Nicholas Holloway was born in Isleworth, London. He began playing records in the disco pub scene around the Old Kent Road in 1980. He first started to organise club nights, such as Special Branch in London Bridge in 1984 alongside Pete Tong and Gilles Peterson.

Holloway (with Paul Oakenfold, Johnny Walker and Danny Rampling) was one of the "Ibiza four" - four DJs who travelled to the island for a holiday in the summer of 1987. They visited a club called Amnesia and met an Argentine DJ called Alfredo Fiorito, who inspired them to promote Balearic beats back in the UK.

Holloway opened the clubnight Trip at the London Astoria in Charing Cross Road at the end of May 1988, and was one of the first legal acid house clubs.
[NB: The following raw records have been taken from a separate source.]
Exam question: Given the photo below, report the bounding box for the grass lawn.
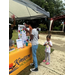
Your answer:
[12,30,54,75]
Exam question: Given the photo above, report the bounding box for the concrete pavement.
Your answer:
[29,34,65,75]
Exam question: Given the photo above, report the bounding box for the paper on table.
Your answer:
[16,39,23,48]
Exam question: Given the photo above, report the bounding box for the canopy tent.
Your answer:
[9,0,50,19]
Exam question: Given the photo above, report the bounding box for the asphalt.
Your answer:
[29,34,65,75]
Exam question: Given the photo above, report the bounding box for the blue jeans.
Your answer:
[32,45,38,68]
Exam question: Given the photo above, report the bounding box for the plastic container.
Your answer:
[26,42,28,46]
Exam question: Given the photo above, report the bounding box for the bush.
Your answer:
[39,24,47,31]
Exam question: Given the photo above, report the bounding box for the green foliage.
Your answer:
[31,0,65,17]
[53,25,62,31]
[39,24,47,29]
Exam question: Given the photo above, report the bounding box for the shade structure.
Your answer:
[9,0,50,19]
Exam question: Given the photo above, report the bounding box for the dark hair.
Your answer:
[46,35,51,39]
[31,21,37,28]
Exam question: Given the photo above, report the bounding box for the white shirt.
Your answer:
[44,41,52,53]
[31,28,38,45]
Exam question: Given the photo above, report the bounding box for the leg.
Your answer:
[45,52,47,61]
[32,45,38,68]
[48,53,50,63]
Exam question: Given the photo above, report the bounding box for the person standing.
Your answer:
[9,17,15,46]
[43,35,52,65]
[30,23,39,71]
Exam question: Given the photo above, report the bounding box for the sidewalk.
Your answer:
[29,34,65,75]
[29,50,65,75]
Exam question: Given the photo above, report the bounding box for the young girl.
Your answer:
[43,35,52,65]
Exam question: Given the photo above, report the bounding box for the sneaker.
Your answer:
[43,60,46,62]
[30,63,34,66]
[46,62,50,65]
[30,68,38,72]
[30,63,34,66]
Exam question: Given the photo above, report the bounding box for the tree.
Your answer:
[31,0,65,17]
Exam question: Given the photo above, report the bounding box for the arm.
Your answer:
[44,42,47,46]
[30,34,34,40]
[48,44,52,47]
[38,35,39,39]
[48,42,52,47]
[11,18,15,28]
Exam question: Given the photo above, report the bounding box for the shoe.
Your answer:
[43,60,46,62]
[30,63,34,66]
[46,62,50,65]
[30,68,38,72]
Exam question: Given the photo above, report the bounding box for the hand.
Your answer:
[45,44,47,45]
[11,14,15,19]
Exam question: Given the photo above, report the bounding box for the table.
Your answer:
[9,43,33,75]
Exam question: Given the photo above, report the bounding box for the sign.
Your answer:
[18,25,26,44]
[16,39,23,48]
[18,25,30,44]
[9,43,33,75]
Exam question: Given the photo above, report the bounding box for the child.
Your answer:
[43,35,52,65]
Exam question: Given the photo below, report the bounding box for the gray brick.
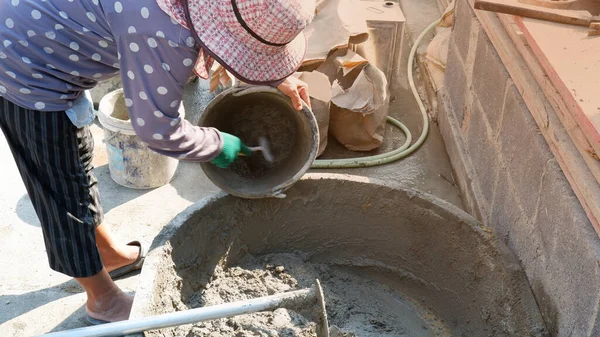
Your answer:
[490,170,526,243]
[444,39,467,125]
[498,85,553,219]
[452,0,475,61]
[466,101,500,205]
[473,28,509,130]
[524,160,600,336]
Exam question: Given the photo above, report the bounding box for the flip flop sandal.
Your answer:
[108,241,148,280]
[85,315,110,325]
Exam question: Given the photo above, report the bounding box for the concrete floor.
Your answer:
[0,78,461,337]
[0,7,462,328]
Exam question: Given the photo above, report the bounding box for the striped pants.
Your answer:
[0,97,103,278]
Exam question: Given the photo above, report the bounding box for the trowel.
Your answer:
[38,280,329,337]
[241,137,274,163]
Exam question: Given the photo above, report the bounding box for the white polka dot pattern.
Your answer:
[0,0,227,161]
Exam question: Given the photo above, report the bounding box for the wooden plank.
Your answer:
[514,17,600,159]
[471,0,600,236]
[499,15,600,186]
[474,0,597,27]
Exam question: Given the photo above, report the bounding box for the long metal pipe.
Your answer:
[43,287,319,337]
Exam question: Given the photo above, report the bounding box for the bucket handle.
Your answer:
[102,131,121,144]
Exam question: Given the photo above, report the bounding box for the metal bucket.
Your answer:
[199,86,319,199]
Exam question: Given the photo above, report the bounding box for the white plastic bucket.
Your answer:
[98,89,185,189]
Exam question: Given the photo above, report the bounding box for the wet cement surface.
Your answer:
[133,174,543,337]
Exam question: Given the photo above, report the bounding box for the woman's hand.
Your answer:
[277,76,311,110]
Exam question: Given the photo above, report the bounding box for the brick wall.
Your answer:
[439,0,600,336]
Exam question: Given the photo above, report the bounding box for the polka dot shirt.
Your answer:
[0,0,222,161]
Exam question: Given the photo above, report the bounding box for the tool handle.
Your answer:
[475,0,594,27]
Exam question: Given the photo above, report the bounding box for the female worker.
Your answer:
[0,0,314,323]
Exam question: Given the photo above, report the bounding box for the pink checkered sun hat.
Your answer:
[156,0,315,84]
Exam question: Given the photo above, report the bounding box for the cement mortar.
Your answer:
[131,174,545,336]
[223,102,298,179]
[159,254,451,337]
[199,86,319,198]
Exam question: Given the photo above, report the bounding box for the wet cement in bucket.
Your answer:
[198,86,319,199]
[185,253,451,337]
[230,103,297,179]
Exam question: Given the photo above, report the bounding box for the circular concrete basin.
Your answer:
[131,174,545,336]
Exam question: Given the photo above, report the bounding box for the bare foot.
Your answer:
[98,245,140,273]
[85,288,133,322]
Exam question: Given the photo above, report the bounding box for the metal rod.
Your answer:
[38,287,317,337]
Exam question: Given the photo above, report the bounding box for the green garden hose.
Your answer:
[312,19,441,169]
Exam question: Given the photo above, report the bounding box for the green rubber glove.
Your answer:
[210,132,252,168]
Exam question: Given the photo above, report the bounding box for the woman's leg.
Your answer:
[0,97,132,321]
[96,224,140,273]
[75,269,133,322]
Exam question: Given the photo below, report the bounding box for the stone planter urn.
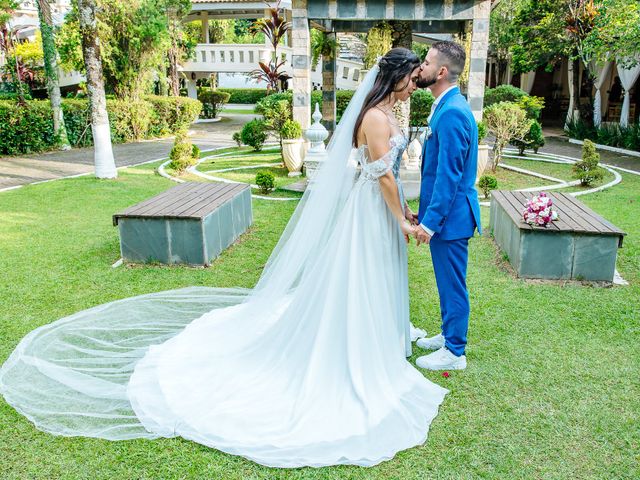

Trip changed its name to Sin, after the previous name's close association with drug culture.

In April 1990, he opened the Milk Bar venue at 12 Sutton Row, London, W1.

During the summer of 1992, he opened venues in Ibiza under the Milk Bar banner which ran for a couple of seasons, but later went bankrupt and had to attend rehabilitation.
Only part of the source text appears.